Count me as one who thinks trading Johan Santana unnecessary. He's the best pitcher in baseball, he'll continue to be worth a lot for a while, and trading quality for quantity is rarely a good idea.

The Twins can make two moves that can make quite a difference. They can sign Santana asap, as harsh as the money is going to be. Then they can take one or more of their pitchers not named Santana/Liriano/Garza/Baker and get a young, promising 3B.

From there they can use Hunter's 2008 money (12-15 mil) to acquire stopgaps in CF and at DH and pay raises to Morneau and Kubel and Cuddyer. Santana starts getting his 20+ mil in 2009 and is always tradeable, really, regardless of no-trade clauses.

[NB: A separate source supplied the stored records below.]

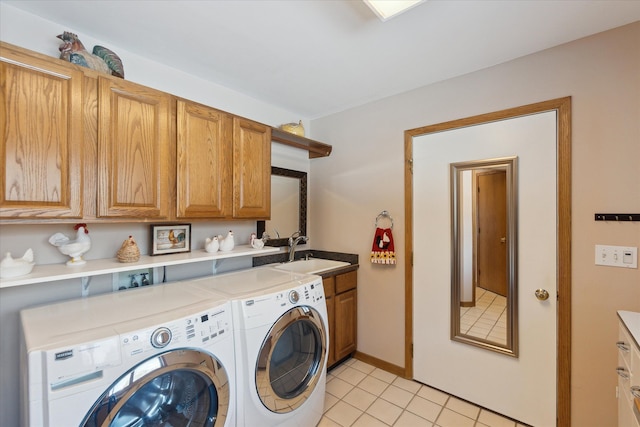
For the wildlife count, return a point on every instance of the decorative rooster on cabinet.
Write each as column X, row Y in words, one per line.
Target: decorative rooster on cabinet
column 74, row 248
column 102, row 59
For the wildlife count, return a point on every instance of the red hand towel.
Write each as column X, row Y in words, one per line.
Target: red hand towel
column 382, row 250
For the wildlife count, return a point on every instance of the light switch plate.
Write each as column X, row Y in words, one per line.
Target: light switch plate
column 617, row 256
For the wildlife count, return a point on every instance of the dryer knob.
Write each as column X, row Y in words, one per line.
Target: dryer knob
column 294, row 297
column 161, row 337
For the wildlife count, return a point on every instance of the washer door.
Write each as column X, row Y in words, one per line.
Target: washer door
column 181, row 387
column 291, row 359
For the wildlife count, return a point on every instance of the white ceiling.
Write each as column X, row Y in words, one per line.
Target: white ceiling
column 317, row 57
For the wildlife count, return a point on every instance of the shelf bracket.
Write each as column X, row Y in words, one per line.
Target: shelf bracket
column 215, row 264
column 85, row 285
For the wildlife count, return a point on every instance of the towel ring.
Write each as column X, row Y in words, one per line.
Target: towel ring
column 384, row 214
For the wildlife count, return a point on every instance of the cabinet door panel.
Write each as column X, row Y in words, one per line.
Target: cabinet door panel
column 345, row 321
column 41, row 143
column 204, row 165
column 134, row 161
column 251, row 169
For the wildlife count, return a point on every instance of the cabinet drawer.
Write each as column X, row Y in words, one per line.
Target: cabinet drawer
column 329, row 284
column 346, row 281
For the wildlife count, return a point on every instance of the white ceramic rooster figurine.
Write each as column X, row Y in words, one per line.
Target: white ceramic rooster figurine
column 14, row 267
column 226, row 243
column 74, row 248
column 212, row 245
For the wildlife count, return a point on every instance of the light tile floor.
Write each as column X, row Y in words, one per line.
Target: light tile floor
column 361, row 395
column 487, row 319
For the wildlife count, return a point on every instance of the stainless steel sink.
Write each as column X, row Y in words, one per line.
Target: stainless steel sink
column 311, row 266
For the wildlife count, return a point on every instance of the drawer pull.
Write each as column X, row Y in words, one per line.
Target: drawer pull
column 623, row 346
column 622, row 372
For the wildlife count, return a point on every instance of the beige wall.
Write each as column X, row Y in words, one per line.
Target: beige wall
column 364, row 175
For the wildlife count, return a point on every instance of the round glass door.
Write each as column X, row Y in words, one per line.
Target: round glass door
column 291, row 359
column 177, row 388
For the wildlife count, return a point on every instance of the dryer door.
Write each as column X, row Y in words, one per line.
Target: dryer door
column 291, row 359
column 182, row 387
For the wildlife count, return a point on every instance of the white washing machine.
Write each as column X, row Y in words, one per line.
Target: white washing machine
column 281, row 334
column 157, row 355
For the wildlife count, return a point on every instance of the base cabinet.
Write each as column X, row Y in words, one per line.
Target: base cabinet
column 342, row 309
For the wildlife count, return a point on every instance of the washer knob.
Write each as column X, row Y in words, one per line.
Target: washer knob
column 294, row 297
column 161, row 337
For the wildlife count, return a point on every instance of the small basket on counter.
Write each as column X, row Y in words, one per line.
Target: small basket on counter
column 129, row 251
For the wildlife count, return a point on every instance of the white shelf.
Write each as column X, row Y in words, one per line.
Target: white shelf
column 53, row 272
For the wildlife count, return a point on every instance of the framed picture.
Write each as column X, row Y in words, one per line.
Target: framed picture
column 170, row 238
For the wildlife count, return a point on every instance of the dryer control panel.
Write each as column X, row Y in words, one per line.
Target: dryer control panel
column 260, row 309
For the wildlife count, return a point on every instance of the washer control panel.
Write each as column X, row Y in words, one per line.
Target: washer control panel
column 198, row 329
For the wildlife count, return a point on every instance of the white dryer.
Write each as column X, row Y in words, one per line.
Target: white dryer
column 281, row 334
column 150, row 356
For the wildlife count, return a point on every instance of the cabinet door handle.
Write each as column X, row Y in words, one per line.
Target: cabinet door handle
column 622, row 372
column 622, row 345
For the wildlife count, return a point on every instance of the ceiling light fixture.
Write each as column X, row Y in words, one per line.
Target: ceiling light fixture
column 387, row 9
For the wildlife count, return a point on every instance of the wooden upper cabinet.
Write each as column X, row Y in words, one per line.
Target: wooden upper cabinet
column 251, row 169
column 135, row 163
column 41, row 140
column 204, row 163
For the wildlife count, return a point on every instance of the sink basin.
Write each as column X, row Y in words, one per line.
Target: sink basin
column 311, row 266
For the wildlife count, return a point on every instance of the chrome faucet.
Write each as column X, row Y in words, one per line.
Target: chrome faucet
column 294, row 240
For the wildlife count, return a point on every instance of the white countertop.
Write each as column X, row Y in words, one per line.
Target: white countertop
column 631, row 320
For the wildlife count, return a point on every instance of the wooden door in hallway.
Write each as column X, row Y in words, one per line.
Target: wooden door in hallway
column 491, row 231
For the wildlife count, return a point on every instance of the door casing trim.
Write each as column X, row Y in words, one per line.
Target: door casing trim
column 563, row 234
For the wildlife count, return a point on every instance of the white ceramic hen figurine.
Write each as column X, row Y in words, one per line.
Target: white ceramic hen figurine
column 227, row 243
column 212, row 245
column 74, row 248
column 14, row 267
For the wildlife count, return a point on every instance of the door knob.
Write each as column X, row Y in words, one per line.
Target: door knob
column 542, row 294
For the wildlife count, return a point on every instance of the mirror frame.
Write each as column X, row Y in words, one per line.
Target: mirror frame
column 302, row 209
column 509, row 164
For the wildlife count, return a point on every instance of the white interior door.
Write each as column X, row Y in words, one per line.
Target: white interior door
column 523, row 388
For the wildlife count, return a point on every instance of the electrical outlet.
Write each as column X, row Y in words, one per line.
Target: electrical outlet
column 617, row 256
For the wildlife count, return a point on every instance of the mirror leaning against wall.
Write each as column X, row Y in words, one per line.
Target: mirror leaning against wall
column 288, row 207
column 484, row 258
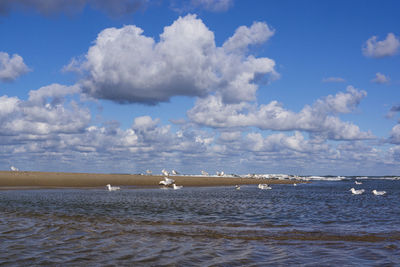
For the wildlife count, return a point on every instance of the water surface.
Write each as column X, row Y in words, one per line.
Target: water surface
column 320, row 223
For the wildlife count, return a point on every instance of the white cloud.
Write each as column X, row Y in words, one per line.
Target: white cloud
column 395, row 135
column 379, row 49
column 126, row 66
column 380, row 78
column 319, row 118
column 258, row 33
column 333, row 80
column 11, row 67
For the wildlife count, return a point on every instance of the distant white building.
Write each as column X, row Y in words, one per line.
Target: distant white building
column 14, row 169
column 204, row 173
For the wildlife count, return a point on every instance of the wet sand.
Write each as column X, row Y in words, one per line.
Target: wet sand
column 60, row 179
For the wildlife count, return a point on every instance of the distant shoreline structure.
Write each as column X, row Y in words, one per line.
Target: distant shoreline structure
column 65, row 179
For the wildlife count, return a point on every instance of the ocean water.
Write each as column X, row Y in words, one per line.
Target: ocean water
column 316, row 224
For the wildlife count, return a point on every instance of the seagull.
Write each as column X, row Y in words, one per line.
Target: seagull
column 356, row 192
column 167, row 181
column 264, row 186
column 112, row 188
column 176, row 187
column 165, row 172
column 378, row 193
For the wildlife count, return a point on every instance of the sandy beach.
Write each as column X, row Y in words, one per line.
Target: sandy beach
column 59, row 179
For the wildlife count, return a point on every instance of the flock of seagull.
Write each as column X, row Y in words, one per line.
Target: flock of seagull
column 170, row 183
column 361, row 191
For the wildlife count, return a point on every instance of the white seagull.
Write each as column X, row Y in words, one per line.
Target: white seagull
column 112, row 188
column 356, row 192
column 165, row 172
column 264, row 186
column 378, row 193
column 167, row 181
column 176, row 187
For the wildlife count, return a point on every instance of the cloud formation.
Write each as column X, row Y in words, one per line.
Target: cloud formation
column 379, row 49
column 319, row 119
column 46, row 7
column 11, row 67
column 380, row 78
column 126, row 66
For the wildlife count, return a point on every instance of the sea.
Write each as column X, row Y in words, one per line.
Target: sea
column 315, row 224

For 2008 this isn't perfect, but I think the Twins don't really contend anyway. Liriano is a question mark coming off TJ surgery, and the young pitching needs the extra extra experience 2008 will bring. For 2009 they should have three staff aces in Santana/Liriano/Garza, Baker, Slowey, Perkins, Bonser, Duensing, maybe Blackburn et al, minus who they gave up for the 3B. That gives the team a year to consolidate and more efficiently determine their in-house position player options.

Trying to get it right

The first of perhaps many tests as I try to create my blog on a new site. Bear with me! I'll be posting some sports-related content that may seem incomplete or simply be a copy of comments I've made on other blogs or boards.